Green is the color of spring, and for Evan Chender, sous chef at Well-Bred Bakery & Café, it’s the flavor of the season as well. “Biting into those fresh spring greens, so full of juice and sweetness, is a marvelous taste experience,” says Chender, who has been growing and preparing vegetables for farm-to-table restaurants since 2010 in New York, Tuscany, Copenhagen, and now at the café’s locations in Weaverville and Asheville.
Chender captures the flavors of his greens in seasonal salads and piquant sauces. And despite his advice to “cook them as little as possible, or better yet, eat them raw,” his greens often find their way into savory soups and pillowy phyllo-enfolded vegetable pies, prepared in the style of Southern Europe.
In 2013, Chender launched his business, The Culinary Gardener, and now he grows 100 varieties of vegetables, edible flowers, and herbs on a 6,000-square-foot plot in Weaverville. In addition to specialty lettuces and spinach, he raises less common greens that are often difficult to obtain: mache, sorrel, escarole, petite mustards, claytonia, and several Italian chicories, including puntarelle with its giant dandelion-like leaves. He cultivates greens year-round, employing row covers and a low tunnel hoop house. Last year, his modest plot yielded a whopping 1,600 pounds of produce.
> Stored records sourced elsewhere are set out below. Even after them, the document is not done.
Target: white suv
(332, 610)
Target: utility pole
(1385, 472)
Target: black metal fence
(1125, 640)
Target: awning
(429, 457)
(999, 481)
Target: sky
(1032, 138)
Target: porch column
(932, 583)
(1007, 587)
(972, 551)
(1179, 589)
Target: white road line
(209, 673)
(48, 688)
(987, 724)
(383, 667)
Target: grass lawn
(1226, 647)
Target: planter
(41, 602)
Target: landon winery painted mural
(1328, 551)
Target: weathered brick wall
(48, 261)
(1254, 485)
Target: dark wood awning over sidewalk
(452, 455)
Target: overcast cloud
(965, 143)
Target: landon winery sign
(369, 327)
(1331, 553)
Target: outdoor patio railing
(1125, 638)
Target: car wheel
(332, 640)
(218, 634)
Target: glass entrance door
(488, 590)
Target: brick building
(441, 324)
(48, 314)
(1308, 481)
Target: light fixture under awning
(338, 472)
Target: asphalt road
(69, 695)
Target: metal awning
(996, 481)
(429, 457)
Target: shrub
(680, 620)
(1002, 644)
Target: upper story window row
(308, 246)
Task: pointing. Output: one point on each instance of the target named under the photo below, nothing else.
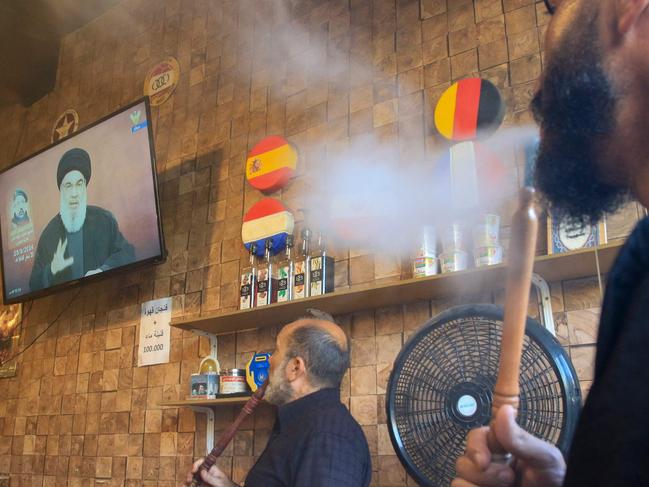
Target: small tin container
(424, 267)
(454, 239)
(487, 232)
(453, 261)
(233, 381)
(490, 255)
(428, 242)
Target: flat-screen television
(82, 208)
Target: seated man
(315, 441)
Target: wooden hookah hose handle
(228, 434)
(519, 279)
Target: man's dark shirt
(104, 247)
(315, 443)
(611, 444)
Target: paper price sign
(155, 333)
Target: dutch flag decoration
(267, 218)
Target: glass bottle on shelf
(321, 270)
(284, 274)
(300, 268)
(247, 292)
(265, 281)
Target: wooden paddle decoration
(517, 292)
(228, 434)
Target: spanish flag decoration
(469, 108)
(271, 163)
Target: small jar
(490, 255)
(233, 381)
(453, 261)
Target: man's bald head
(322, 345)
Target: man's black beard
(576, 109)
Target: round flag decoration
(267, 219)
(271, 163)
(469, 108)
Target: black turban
(74, 160)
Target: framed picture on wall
(10, 321)
(566, 237)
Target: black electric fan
(442, 382)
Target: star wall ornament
(66, 124)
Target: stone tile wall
(80, 412)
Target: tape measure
(257, 370)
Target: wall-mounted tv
(82, 208)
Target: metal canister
(233, 381)
(453, 261)
(490, 255)
(454, 239)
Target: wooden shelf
(557, 267)
(219, 401)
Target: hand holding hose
(535, 463)
(487, 461)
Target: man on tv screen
(80, 240)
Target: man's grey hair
(325, 361)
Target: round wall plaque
(161, 81)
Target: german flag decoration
(468, 109)
(271, 163)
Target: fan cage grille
(465, 351)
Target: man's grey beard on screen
(73, 219)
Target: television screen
(85, 206)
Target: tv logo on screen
(135, 120)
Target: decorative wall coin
(271, 163)
(267, 218)
(468, 109)
(66, 124)
(161, 81)
(565, 237)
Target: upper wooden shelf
(219, 401)
(557, 267)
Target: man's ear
(628, 14)
(295, 368)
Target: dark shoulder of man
(97, 214)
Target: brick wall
(79, 409)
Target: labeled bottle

As both a farmer and a chef, Chender carefully researches and selects varieties that are delicious and beautiful. A self-proclaimed control freak, he samples leaves continuously from the time they sprout, harvesting as soon as he determines they’ve reached their peak. “It’s a combination of taste, size, and appearance,” he explains as he shows off the delicate, frilly leaves of a freshly plucked French escarole.
Freshness makes all the difference—the greens he gathers in the morning will be on someone’s plate later the same day. And while some of this bounty goes directly to Well-Bred, Chender also sells his specialty produce to several Asheville restaurants, including The Bull and Beggar, Cucina24, Table, and The Market Place.
Culinary Gardener Evan Chender
First F&B Gig: Pure Food & Wine in NYC
First Gardening Job: Greenhouse manager at Stone Barns Center for Food and Agriculture, supplying Blue Hill restaurant in Pocantico Hills, New York
Education: Vassar College, graduated in 2010 with a degree in food culture and sustainable agriculture
Favorite Local Ingredient: Dry heirloom corn, ground for bread and grits
Spring Gardening Tip: Most greens tolerate cool weather better than heat, so extend your harvest by employing row covers or a low tunnel hoop house early in the season.